Farklı yüzyıllarda yaşamış önemli kişilerin yazdığı bazı mektupların edebiyata girmiş gibi yorumlanması ilginçtir. Başka bir deyişle, Winston Churchill, Mahatma Gandhi ve diğerlerinin mektupları gibi mektuplar edebiyat kapsamına girer.
Röportaj ise haber bildirme eylemini veya sürecini ifade eder. Bildirilen haber denen bir şeyle ilgilidir. Uzmanlar röportajı, gözlemlenen veya belgelenen bazı olayların hesabını vermeyi amaçlayan bir tür yazı olarak adlandırır.
Öte yandan edebiyat, kurgu dışı ve kurgu da dahil olmak üzere yazının çeşitli yönleriyle ilgilenir. Dolayısıyla röportajın da literatüre girdiği söylenebilir. Böylece röportaj, edebiyatın alt kümesi haline gelir.
'Röportaj' kelimesi, 'haber vermek' anlamına gelen Fransızca 'raporter' fiilinden türetilmiştir. Bu özel kelimenin ilk kez 19. yüzyılın başında kullanıldığına inanılıyor.
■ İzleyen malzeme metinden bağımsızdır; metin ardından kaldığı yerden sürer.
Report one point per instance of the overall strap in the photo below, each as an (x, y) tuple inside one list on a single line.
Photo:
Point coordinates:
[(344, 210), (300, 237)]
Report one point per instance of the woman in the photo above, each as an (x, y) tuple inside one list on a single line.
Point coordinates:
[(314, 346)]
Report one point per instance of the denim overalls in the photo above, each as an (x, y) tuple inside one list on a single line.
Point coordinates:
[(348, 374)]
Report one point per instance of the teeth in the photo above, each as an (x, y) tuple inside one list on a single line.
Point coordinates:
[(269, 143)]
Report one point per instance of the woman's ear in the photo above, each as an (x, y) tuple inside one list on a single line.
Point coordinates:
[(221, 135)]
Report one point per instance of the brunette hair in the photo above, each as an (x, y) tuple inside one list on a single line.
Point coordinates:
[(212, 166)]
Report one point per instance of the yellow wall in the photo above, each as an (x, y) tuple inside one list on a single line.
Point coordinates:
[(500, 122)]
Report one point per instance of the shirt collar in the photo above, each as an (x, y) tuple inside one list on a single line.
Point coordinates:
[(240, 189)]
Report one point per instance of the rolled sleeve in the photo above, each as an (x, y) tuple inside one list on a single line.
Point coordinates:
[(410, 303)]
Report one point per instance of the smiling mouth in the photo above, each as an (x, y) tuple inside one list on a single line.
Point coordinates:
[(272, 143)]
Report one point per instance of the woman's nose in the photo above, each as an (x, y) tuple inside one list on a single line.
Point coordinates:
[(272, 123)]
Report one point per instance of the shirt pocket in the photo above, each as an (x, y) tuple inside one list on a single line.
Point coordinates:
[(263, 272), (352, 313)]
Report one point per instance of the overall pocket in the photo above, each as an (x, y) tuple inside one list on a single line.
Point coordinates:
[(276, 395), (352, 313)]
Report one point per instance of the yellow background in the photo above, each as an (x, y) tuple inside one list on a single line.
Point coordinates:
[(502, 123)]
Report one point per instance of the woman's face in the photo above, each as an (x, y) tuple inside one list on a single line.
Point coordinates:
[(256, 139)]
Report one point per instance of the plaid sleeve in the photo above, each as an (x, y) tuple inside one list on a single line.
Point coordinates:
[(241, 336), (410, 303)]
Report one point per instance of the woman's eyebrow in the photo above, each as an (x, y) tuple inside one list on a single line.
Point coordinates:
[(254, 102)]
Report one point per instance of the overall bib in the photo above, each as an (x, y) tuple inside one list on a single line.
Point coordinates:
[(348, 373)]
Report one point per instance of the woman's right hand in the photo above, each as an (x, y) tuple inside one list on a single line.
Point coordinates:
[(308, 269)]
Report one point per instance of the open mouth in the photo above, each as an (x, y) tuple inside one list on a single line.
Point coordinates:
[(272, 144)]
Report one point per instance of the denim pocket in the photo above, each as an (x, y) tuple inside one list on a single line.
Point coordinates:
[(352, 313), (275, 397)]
Edebiyat ise üniversite ve kolej düzeyinde öğretilir. Öğrenciler tarafından lisans ve yüksek lisans dersleri için ana ders olarak tercih edilmektedir. Röportaj ise gazeteciliğin veya kitle iletişiminin bir parçasını oluşturur. Haber vermede iyi olması gereken bir kişinin iletişimde de iyi olması gerekir. Böylece, röportajın edebiyat öğreniminden çok iletişimle ilgisi olduğu anlaşılmaktadır. Bunlar röportaj ve edebiyat arasındaki farklardır.